Algunos de los efectos segundarios fueron muy severos y necesité transfusión de sangre e inyecciones para activarme la médula ósea, para que se produjeran más células blancas. La verdad es que este camino fue duro físicamente y por lo siguiente también a nivel emocional, pero intenté aprovechar las oportunidades que surgían. Por ejemplo, me llevaba mi almohada de plumas preferida de casa y intentaba dormir un poco la siesta. También leía libros que me pudieran subir el ánimo. Además, hablaba con las increíbles enfermeras del hospital de día oncológico, quienes me cuidaban tanto y siempre tenían una gran sonrisa para mi. Al inicio de cada tratamiento, el Dr. J. me veía para comprobar mis niveles en sangre y me daba ánimos. Dr. V. me mandaba mensajes a diario para darme fuerzas y el Dr. A me escribía correos a menudo para hacer seguimiento. Y así fue que mis médicos y enfermeras llegaron a formar parte de mi comunidad.

¡He mantenido el contacto con todos estos nuevos miembros de mi comunidad.  Además, tuve la oportunidad de quedar con el Dr. V. en Nueva York para invitarle a comer! Fue increíble poder conocerle en persona y tener la oportunidad de agradecerle personalmente todo su apoyo. Estaré agradecida eternamente por la atención médica que tuve durante mi enfermedad, y tengo mucha suerte de que todos ellos hayan aparecido en mi vida como héroes. Me han inspirado a querer ayudar a los demás, compartiendo mi historia.

Te animo a compartir tu historia con los demás. Añade el hashtag #uarethehero y tag @u_are_the_hero en Instagram. También, a hacer crecer nuestro movimiento. Comparte mi cuenta con tu red, para que podamos construir una comunidad solidaria y sanadora.

Y quisiera preguntarte,

¿Cómo te han ayudado los médicos en tu proceso? ¿Qué te ha sorprendido de tus médicos?

Cuéntame a mí y a los demás tus ideas, porque la sinceridad nos apoya a todos en nuestros caminos. TÚ también podrás ser un héroe para ellos.

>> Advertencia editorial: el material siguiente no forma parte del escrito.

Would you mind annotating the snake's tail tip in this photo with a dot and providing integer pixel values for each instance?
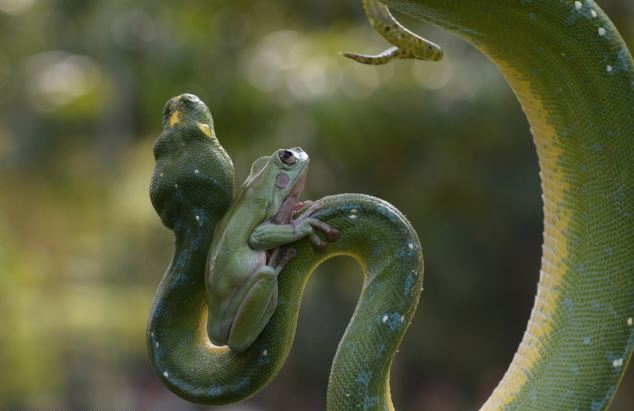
(363, 58)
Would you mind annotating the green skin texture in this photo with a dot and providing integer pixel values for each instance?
(241, 278)
(549, 51)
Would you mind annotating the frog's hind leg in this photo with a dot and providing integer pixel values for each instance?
(259, 303)
(407, 45)
(255, 310)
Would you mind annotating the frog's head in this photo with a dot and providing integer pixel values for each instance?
(186, 110)
(278, 180)
(289, 182)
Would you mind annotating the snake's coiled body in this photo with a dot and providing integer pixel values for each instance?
(574, 77)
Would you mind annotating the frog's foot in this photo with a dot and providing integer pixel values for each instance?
(284, 257)
(301, 206)
(280, 257)
(313, 206)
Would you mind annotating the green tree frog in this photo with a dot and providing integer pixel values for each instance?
(246, 253)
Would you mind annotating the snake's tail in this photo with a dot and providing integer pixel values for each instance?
(407, 45)
(375, 59)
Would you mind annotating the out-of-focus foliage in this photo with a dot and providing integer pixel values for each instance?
(82, 85)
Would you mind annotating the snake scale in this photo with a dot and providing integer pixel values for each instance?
(574, 77)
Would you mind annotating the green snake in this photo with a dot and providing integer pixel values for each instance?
(574, 77)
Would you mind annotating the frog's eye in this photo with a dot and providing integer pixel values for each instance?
(287, 157)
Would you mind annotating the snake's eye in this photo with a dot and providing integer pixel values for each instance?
(287, 157)
(189, 99)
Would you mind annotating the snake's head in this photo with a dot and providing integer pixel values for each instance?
(187, 109)
(193, 175)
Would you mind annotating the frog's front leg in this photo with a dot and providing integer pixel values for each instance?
(269, 235)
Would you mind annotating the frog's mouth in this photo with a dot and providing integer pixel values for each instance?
(284, 213)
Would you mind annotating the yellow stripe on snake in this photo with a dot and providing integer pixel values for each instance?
(574, 77)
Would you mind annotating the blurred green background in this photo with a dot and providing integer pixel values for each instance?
(82, 86)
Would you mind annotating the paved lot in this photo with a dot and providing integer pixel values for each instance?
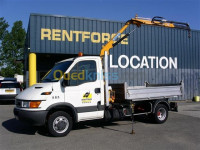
(181, 131)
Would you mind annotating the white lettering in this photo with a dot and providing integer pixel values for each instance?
(173, 62)
(161, 62)
(144, 62)
(131, 62)
(120, 62)
(111, 65)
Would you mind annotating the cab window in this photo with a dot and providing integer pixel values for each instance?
(83, 72)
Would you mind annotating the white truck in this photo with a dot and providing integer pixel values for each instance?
(76, 90)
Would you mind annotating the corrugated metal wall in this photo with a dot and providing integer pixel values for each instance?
(146, 41)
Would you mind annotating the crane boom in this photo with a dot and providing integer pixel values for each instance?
(138, 21)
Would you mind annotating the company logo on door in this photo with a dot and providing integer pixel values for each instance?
(87, 97)
(137, 62)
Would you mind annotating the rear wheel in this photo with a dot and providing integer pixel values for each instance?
(161, 113)
(59, 124)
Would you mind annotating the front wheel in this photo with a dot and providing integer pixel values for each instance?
(59, 124)
(161, 113)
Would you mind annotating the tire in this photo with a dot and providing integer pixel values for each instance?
(161, 114)
(59, 124)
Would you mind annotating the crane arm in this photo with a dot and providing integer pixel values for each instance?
(138, 21)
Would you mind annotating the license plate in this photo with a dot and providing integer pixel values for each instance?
(9, 91)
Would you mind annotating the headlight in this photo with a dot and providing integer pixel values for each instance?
(25, 104)
(30, 104)
(46, 93)
(35, 104)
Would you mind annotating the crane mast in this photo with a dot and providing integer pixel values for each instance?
(138, 21)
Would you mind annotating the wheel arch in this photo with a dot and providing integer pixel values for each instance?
(162, 101)
(63, 106)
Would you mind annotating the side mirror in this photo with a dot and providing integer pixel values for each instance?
(65, 81)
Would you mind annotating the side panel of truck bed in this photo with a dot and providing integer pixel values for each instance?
(147, 92)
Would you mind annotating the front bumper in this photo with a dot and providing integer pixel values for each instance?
(35, 118)
(7, 97)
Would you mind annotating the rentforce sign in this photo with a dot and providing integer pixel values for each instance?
(137, 62)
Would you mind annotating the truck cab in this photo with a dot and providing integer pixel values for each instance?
(74, 85)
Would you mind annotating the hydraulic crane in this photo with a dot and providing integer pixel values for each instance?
(138, 21)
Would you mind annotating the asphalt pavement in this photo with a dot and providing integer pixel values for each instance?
(180, 132)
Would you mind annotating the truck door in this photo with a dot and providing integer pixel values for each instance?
(84, 90)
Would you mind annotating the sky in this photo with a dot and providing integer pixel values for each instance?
(117, 10)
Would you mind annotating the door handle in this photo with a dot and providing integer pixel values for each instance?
(97, 90)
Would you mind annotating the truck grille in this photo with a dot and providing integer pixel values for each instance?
(18, 103)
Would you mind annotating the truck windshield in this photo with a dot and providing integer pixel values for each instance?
(56, 73)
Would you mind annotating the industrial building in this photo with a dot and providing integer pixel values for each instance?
(157, 55)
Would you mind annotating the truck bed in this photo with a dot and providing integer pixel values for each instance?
(147, 92)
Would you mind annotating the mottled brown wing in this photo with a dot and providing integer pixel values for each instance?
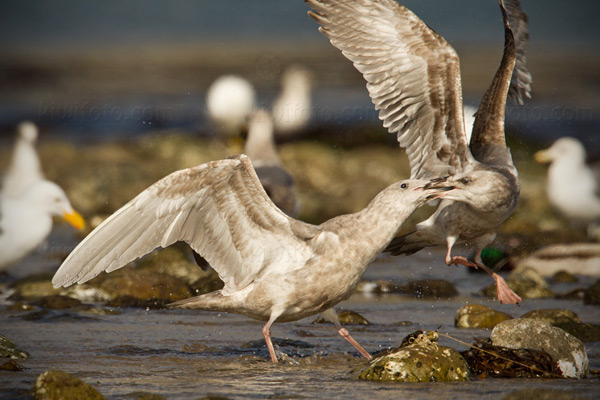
(412, 74)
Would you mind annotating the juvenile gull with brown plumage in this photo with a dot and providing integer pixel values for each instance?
(275, 268)
(413, 78)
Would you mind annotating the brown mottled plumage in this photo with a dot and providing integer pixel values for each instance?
(275, 268)
(413, 78)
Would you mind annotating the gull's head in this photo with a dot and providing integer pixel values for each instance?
(566, 148)
(51, 199)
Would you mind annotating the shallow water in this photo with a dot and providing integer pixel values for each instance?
(191, 354)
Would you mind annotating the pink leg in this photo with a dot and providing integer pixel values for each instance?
(267, 335)
(331, 315)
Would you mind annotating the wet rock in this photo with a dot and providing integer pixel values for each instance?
(582, 331)
(58, 302)
(142, 284)
(543, 394)
(526, 282)
(346, 317)
(11, 366)
(566, 351)
(144, 396)
(86, 294)
(8, 349)
(553, 315)
(487, 360)
(33, 288)
(430, 288)
(478, 316)
(592, 294)
(563, 277)
(422, 360)
(53, 384)
(207, 283)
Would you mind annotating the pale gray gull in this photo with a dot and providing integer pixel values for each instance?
(292, 108)
(413, 78)
(275, 268)
(573, 186)
(260, 147)
(229, 101)
(24, 168)
(28, 202)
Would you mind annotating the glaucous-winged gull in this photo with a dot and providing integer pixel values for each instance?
(413, 78)
(275, 268)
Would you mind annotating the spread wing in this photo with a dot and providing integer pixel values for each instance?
(412, 74)
(218, 208)
(488, 143)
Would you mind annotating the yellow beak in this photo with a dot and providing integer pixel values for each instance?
(542, 157)
(75, 219)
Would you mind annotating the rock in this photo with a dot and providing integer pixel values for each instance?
(12, 366)
(58, 302)
(478, 316)
(564, 277)
(142, 284)
(430, 288)
(525, 333)
(526, 282)
(485, 360)
(582, 331)
(553, 315)
(577, 258)
(346, 317)
(543, 394)
(8, 349)
(592, 294)
(53, 384)
(422, 360)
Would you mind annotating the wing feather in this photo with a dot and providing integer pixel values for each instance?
(218, 208)
(412, 74)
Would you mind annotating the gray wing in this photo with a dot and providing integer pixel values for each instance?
(520, 83)
(488, 142)
(412, 74)
(218, 208)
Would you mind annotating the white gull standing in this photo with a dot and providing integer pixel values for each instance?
(275, 268)
(413, 78)
(573, 187)
(230, 101)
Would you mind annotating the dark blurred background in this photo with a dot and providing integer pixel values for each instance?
(95, 71)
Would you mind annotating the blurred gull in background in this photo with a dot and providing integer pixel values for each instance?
(413, 78)
(229, 101)
(573, 186)
(292, 108)
(28, 202)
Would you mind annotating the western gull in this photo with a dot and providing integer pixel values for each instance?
(230, 101)
(573, 187)
(275, 268)
(292, 108)
(24, 168)
(28, 201)
(413, 78)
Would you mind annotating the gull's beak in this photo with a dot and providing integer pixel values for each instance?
(75, 219)
(542, 156)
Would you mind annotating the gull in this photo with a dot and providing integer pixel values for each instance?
(28, 201)
(413, 78)
(24, 169)
(292, 108)
(573, 187)
(229, 101)
(260, 147)
(274, 267)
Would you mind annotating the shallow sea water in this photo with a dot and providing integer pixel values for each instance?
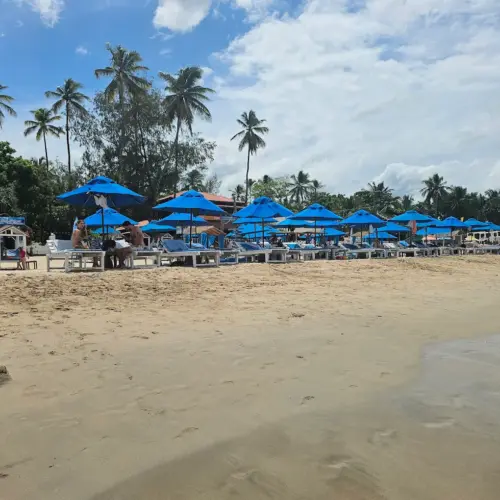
(437, 438)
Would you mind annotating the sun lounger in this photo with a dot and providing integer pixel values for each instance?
(75, 259)
(177, 249)
(145, 254)
(356, 251)
(297, 252)
(251, 251)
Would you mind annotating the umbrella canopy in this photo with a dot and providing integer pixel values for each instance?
(250, 229)
(290, 223)
(263, 207)
(154, 227)
(111, 231)
(390, 227)
(253, 220)
(111, 218)
(475, 223)
(116, 195)
(451, 223)
(411, 215)
(316, 212)
(182, 219)
(191, 202)
(429, 231)
(333, 232)
(381, 235)
(363, 218)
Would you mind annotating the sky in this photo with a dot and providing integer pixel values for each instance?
(353, 91)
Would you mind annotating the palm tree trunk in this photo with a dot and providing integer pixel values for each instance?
(246, 178)
(176, 167)
(67, 145)
(46, 152)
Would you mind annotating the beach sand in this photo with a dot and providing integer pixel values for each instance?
(357, 380)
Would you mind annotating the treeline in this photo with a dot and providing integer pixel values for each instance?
(437, 198)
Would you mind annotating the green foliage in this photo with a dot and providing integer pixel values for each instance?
(250, 138)
(5, 107)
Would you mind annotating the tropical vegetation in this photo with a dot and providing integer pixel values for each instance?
(144, 135)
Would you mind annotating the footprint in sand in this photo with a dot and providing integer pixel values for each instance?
(187, 430)
(440, 424)
(383, 437)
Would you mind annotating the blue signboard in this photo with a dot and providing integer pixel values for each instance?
(12, 221)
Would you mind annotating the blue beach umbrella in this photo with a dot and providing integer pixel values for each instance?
(253, 220)
(451, 223)
(363, 218)
(333, 232)
(261, 208)
(104, 192)
(193, 203)
(318, 214)
(411, 215)
(390, 227)
(474, 223)
(290, 223)
(111, 218)
(108, 230)
(182, 220)
(154, 227)
(381, 235)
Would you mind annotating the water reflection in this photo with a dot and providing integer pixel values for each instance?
(435, 439)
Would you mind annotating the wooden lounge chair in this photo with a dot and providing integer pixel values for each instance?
(75, 259)
(177, 249)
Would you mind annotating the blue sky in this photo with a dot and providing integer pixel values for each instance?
(353, 90)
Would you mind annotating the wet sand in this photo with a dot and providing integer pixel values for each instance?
(346, 380)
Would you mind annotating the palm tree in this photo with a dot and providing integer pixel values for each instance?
(236, 194)
(194, 180)
(457, 199)
(407, 202)
(301, 186)
(70, 97)
(184, 101)
(123, 69)
(42, 125)
(434, 190)
(250, 139)
(5, 100)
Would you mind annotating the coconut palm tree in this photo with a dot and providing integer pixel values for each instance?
(5, 107)
(237, 194)
(43, 126)
(301, 186)
(123, 69)
(69, 97)
(250, 139)
(407, 202)
(194, 180)
(185, 99)
(434, 190)
(457, 199)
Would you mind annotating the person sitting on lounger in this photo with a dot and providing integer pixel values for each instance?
(79, 235)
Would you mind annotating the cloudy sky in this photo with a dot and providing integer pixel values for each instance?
(353, 90)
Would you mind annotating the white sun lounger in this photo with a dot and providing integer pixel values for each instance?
(75, 259)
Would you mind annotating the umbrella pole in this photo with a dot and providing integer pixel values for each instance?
(191, 229)
(103, 227)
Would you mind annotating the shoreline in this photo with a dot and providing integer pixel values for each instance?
(114, 374)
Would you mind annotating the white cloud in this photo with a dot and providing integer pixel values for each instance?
(49, 10)
(394, 91)
(82, 51)
(180, 15)
(184, 15)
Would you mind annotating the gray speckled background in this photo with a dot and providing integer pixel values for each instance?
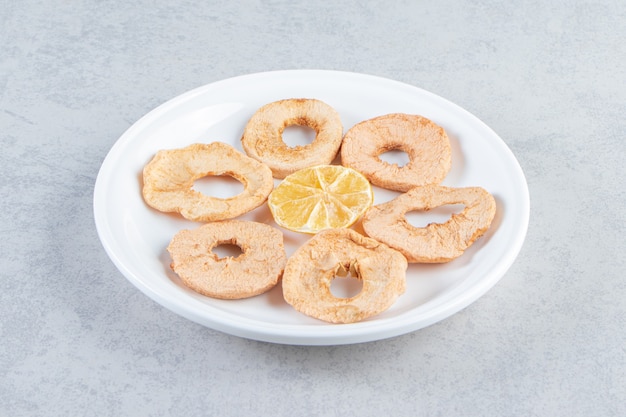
(549, 339)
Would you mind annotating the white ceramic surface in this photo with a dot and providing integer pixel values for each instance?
(135, 236)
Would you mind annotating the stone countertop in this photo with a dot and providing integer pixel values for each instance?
(76, 338)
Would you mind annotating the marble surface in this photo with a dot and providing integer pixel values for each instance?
(76, 338)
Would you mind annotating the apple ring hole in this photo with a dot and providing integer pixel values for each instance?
(220, 186)
(227, 250)
(346, 287)
(295, 136)
(395, 156)
(438, 215)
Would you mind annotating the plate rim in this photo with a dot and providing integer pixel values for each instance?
(322, 335)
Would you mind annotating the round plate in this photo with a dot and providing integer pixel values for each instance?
(136, 236)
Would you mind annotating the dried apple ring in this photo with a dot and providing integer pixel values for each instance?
(262, 137)
(256, 270)
(437, 242)
(334, 252)
(169, 178)
(426, 144)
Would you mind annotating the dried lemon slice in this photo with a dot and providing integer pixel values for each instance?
(320, 197)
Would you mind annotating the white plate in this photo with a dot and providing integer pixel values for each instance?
(135, 236)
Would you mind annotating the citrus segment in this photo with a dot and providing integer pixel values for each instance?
(320, 197)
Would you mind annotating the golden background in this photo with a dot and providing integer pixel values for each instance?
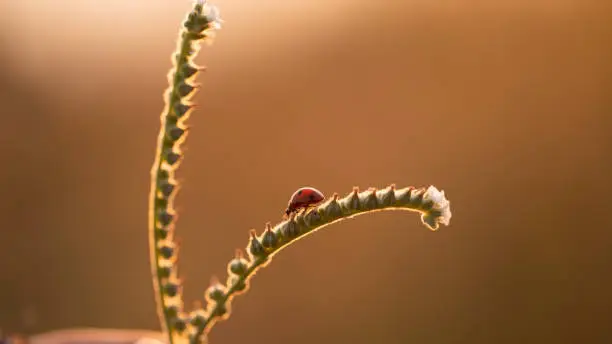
(505, 105)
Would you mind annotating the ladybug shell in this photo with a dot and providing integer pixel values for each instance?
(304, 197)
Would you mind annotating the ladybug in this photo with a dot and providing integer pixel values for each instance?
(304, 198)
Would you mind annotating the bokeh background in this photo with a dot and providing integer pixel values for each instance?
(503, 104)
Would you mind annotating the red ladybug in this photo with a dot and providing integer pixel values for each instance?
(304, 198)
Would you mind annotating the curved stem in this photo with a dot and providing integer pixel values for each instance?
(431, 203)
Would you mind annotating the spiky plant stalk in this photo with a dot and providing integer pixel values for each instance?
(199, 25)
(194, 327)
(431, 203)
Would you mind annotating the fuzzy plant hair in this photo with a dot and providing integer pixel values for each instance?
(192, 326)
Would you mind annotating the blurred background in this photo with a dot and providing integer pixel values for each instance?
(505, 105)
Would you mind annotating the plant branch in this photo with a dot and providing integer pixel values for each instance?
(199, 25)
(431, 203)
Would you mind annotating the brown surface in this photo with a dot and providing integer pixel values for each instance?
(506, 107)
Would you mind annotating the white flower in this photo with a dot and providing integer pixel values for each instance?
(440, 212)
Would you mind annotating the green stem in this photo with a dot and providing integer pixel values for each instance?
(431, 203)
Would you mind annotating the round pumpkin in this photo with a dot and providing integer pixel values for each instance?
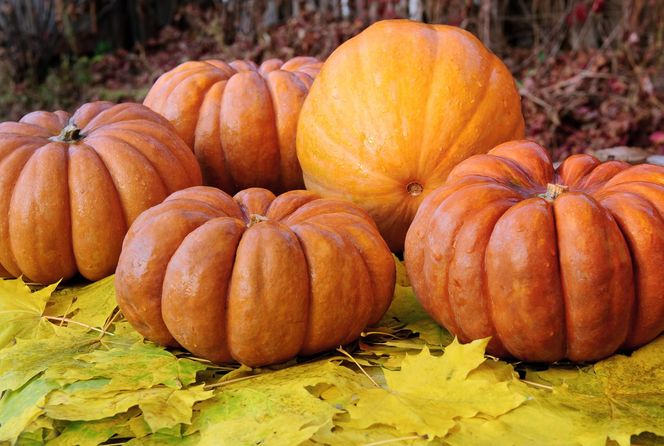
(70, 186)
(394, 109)
(239, 118)
(550, 264)
(254, 278)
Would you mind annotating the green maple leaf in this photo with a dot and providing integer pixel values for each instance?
(277, 407)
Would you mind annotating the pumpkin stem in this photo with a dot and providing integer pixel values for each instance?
(256, 218)
(69, 134)
(414, 188)
(553, 191)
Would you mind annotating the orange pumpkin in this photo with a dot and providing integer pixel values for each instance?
(240, 119)
(255, 279)
(551, 264)
(70, 186)
(394, 109)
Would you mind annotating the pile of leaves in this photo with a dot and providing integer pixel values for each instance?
(72, 371)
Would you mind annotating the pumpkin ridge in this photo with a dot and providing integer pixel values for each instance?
(273, 105)
(352, 242)
(27, 152)
(106, 154)
(631, 200)
(52, 157)
(157, 98)
(99, 261)
(482, 273)
(307, 323)
(495, 336)
(192, 108)
(444, 155)
(170, 161)
(173, 146)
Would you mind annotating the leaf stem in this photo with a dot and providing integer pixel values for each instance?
(392, 440)
(230, 381)
(534, 384)
(348, 355)
(71, 321)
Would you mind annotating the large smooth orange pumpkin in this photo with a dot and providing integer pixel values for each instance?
(255, 279)
(551, 264)
(394, 109)
(240, 119)
(70, 186)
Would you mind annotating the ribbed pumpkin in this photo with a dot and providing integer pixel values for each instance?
(255, 279)
(240, 119)
(551, 264)
(394, 109)
(70, 186)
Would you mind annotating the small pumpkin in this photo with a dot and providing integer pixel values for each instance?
(240, 119)
(254, 278)
(70, 186)
(550, 264)
(394, 109)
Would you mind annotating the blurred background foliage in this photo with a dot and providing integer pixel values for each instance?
(591, 72)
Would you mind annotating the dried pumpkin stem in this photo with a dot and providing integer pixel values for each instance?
(414, 188)
(553, 191)
(71, 133)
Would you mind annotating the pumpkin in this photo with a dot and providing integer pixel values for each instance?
(394, 109)
(70, 186)
(239, 118)
(254, 278)
(551, 264)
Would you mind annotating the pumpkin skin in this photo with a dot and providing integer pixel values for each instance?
(70, 186)
(254, 278)
(240, 119)
(394, 109)
(495, 253)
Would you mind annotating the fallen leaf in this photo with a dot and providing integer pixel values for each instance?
(429, 394)
(21, 312)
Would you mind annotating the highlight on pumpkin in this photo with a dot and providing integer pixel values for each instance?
(394, 109)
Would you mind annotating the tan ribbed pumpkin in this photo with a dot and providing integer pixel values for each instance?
(240, 119)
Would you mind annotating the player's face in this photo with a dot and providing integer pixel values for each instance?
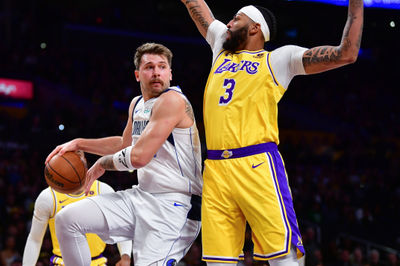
(154, 75)
(237, 33)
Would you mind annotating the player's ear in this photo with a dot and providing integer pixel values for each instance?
(254, 28)
(137, 75)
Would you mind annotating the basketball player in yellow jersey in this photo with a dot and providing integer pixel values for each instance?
(47, 205)
(244, 175)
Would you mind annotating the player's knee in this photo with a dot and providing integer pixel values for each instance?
(65, 221)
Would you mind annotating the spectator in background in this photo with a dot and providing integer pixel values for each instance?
(9, 254)
(392, 259)
(374, 258)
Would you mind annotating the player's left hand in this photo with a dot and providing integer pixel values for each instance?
(124, 261)
(92, 174)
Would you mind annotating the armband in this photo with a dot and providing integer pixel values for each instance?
(122, 160)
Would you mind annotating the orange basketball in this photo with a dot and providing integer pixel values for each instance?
(66, 173)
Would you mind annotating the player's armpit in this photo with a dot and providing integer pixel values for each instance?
(168, 112)
(200, 13)
(323, 58)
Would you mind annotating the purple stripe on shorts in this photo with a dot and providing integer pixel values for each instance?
(287, 199)
(219, 259)
(282, 196)
(241, 152)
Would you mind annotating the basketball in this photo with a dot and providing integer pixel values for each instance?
(66, 173)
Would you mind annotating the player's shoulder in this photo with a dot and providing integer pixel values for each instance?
(45, 193)
(286, 51)
(134, 101)
(104, 187)
(172, 94)
(45, 197)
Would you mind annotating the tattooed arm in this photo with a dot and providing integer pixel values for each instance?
(323, 58)
(200, 13)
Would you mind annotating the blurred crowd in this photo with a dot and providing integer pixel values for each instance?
(339, 131)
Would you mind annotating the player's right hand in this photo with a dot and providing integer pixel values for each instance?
(63, 148)
(92, 174)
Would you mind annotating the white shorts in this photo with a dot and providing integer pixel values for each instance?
(157, 224)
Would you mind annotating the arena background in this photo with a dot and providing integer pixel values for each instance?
(339, 130)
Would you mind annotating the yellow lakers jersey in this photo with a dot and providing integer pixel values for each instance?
(241, 101)
(60, 200)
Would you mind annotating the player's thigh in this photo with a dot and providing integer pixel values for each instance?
(223, 223)
(268, 206)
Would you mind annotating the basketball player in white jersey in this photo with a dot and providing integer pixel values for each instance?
(47, 205)
(161, 214)
(241, 99)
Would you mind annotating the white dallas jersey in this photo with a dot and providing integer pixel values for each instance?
(176, 167)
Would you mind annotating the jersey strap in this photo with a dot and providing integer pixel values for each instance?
(195, 211)
(133, 110)
(241, 152)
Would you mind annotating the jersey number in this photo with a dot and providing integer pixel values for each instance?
(229, 86)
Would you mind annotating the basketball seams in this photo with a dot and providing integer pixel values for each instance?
(52, 169)
(66, 173)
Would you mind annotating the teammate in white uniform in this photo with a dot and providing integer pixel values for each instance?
(162, 214)
(45, 208)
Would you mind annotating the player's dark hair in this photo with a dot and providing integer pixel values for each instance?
(271, 21)
(152, 48)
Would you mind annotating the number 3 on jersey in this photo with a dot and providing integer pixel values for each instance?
(229, 86)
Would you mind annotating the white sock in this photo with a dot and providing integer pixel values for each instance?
(72, 223)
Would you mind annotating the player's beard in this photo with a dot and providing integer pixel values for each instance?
(238, 37)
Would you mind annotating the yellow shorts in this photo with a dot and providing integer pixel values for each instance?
(96, 261)
(254, 189)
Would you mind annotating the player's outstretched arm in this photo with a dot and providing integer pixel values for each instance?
(200, 13)
(168, 112)
(323, 58)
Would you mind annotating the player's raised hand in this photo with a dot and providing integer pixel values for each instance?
(93, 173)
(63, 148)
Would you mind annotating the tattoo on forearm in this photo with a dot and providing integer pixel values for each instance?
(196, 13)
(107, 162)
(350, 40)
(189, 110)
(321, 54)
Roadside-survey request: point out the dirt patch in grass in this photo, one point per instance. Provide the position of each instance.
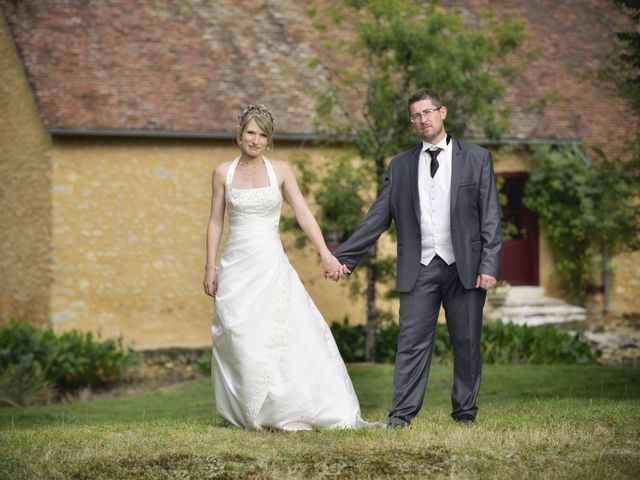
(172, 466)
(378, 463)
(343, 464)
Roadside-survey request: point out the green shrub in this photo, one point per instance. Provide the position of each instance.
(509, 343)
(350, 340)
(21, 386)
(67, 361)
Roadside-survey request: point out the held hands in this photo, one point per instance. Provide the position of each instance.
(333, 270)
(210, 282)
(485, 281)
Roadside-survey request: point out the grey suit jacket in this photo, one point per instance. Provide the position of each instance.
(475, 216)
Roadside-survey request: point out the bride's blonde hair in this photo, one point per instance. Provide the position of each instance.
(263, 117)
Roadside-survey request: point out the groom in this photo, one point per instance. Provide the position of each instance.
(442, 197)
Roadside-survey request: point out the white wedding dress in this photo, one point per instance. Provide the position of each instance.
(275, 363)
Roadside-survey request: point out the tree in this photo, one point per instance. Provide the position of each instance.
(376, 53)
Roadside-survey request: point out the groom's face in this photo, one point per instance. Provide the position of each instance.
(428, 120)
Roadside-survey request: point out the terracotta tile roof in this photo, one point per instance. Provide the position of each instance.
(190, 66)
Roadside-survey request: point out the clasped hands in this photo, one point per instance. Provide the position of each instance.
(332, 269)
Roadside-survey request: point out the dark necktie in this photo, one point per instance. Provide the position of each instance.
(434, 160)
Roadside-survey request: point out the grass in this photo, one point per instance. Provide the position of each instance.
(559, 422)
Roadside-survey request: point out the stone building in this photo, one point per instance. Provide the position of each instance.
(114, 114)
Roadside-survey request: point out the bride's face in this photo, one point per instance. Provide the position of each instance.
(254, 139)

También debo aprovechar esta oportunidad para recordarte que por favor vayas a tu cita médica rutinaria. Sé que da miedo, pero detectar una enfermedad desde el principio puede ser fundamental para encontrar posibles tratamientos médicos para ella. Piense en esa cita como un verdadero acto de amor propio.

Os mando mucha fuerza y amor, y os recuerdo que sea cual sea vuestro camino, no estáis solos. Y a menudo, el héroe que buscas siempre ha estado dentro de ti.